Student at Brigham Young University


Imagine you are sitting in class, working on a paper for an assignment. The whole class is seated quietly writing, and suddenly the student next to you leans over and asks you how to spell an elementary level word. You sit there with a confused look in your eyes, waiting for some dumb punch line to a joke or something. Time slowly goes on, and you soon realize that this poor student isn’t kidding at all and doesn’t know how to spell the word in question. You answer their question quickly, and they thank you and turn back to their paper, and you can tell that they are embarrassed by the whole situation. Now, this might not be a situation that you have ever had your entire life, but this is something that kids like me struggle with daily. I have a learning disability called dyslexia. Dyslexia is defined by the International Dyslexia Association as a specific learning disability that is neurobiological in origin. It is characterized by difficulties with accurate and/or fluent word recognition and by poor spelling and decoding abilities. These difficulties typically result from a deficit in the phonological component of language that is often unexpected in relation to other cognitive abilities and the provision of effective classroom instruction. Secondary consequences may include problems in reading comprehension and reduced reading experience that can impede growth of vocabulary and background knowledge.” Now, if you had a hard time reading and understanding that, imagine trying to do that with a reading disability. Growing up with Dyslexia, I am always surrounded by people who don’t know what it means, and I get bombarded by questions. In high school, I once jokingly told a physical education teacher that I was unable to run the mile that day because my dyslexia was terrible that day. To my shock, the teacher looked up and said: “Oh, I am sorry about that you don’t need to run today. Let me know when you are feeling better.”. My joke ended up revealing how little my teacher knew about dyslexia. My hope is to help educate people on disabilities and their effect on a student. 
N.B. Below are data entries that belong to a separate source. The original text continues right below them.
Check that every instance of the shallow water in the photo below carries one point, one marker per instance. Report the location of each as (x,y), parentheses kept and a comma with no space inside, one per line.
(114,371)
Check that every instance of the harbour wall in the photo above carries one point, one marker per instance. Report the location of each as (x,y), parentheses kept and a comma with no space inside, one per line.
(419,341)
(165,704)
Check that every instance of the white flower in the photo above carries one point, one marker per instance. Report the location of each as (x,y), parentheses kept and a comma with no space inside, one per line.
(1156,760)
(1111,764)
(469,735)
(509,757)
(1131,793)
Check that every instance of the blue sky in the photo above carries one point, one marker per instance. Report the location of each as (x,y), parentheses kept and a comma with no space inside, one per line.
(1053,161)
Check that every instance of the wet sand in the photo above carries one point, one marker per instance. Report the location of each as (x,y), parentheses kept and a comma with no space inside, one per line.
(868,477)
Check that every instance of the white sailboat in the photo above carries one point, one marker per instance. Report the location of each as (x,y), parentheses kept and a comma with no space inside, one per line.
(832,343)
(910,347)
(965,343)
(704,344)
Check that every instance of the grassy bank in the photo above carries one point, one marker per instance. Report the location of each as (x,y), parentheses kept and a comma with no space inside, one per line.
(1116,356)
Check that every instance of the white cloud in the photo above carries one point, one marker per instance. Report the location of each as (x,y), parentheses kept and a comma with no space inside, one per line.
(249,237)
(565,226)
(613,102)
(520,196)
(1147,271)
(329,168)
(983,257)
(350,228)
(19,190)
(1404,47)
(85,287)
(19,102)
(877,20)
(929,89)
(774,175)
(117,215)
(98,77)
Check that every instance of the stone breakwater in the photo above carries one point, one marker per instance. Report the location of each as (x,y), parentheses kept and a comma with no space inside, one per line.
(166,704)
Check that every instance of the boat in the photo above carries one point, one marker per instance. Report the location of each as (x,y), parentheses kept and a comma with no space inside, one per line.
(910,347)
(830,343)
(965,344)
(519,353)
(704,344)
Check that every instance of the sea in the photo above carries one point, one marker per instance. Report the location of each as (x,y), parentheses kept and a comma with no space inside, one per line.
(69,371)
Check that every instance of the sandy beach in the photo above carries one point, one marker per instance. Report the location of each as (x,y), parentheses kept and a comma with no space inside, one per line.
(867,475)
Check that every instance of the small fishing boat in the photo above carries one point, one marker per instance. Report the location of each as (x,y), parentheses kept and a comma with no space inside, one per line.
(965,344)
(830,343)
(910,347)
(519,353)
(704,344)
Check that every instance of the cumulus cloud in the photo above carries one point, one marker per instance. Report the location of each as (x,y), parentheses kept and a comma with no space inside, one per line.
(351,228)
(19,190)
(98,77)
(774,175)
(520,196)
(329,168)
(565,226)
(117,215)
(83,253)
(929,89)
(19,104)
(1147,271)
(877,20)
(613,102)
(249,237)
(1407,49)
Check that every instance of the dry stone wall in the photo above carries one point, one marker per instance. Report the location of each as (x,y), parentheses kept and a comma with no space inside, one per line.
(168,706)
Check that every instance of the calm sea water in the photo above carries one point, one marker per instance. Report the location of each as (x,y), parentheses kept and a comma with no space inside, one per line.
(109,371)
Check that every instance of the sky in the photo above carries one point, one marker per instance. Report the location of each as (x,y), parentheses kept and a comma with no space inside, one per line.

Having a learning disability has made school hard and challenging for me. As a kid, I felt stupid, and that something was wrong with me. I’ve been bullied by both students and teachers because of my challenges with reading and spelling. Through all my years in school, I have had to deal with things like this. I have a fear of handing my assignment over to another student because I don’t want them to see how bad my handwriting and spelling are. I have a fear of being called to read something out loud in class and not being able to read a word right and embarrassing myself. Ultimately I am worried that others will think there is something wrong with me and that I am broken, stupid, a failure. Fast forward to today, near the end of the first semester of my first year in college, and just when I thought things like this were past me, it comes right back up. My professor projected a picture of a note someone had written about the schools’ honor code. The whole class and professor who disagreed with their opinion pointed out the poor spelling and lousy handwriting and connected it to their “lack” of intelligence. I sat there and felt like the dumbest person in the room because my handwriting and spelling is much worse than that of the person they were all attacking with their harsh words. Now I do not think for the most part that these are mean people and that they are trying to make me and others feel bad about our disabilities I think they are uneducated on the matter and students with disabilities are not prepared or equipped with the right tools to handle these situations and be open and honest with their struggles.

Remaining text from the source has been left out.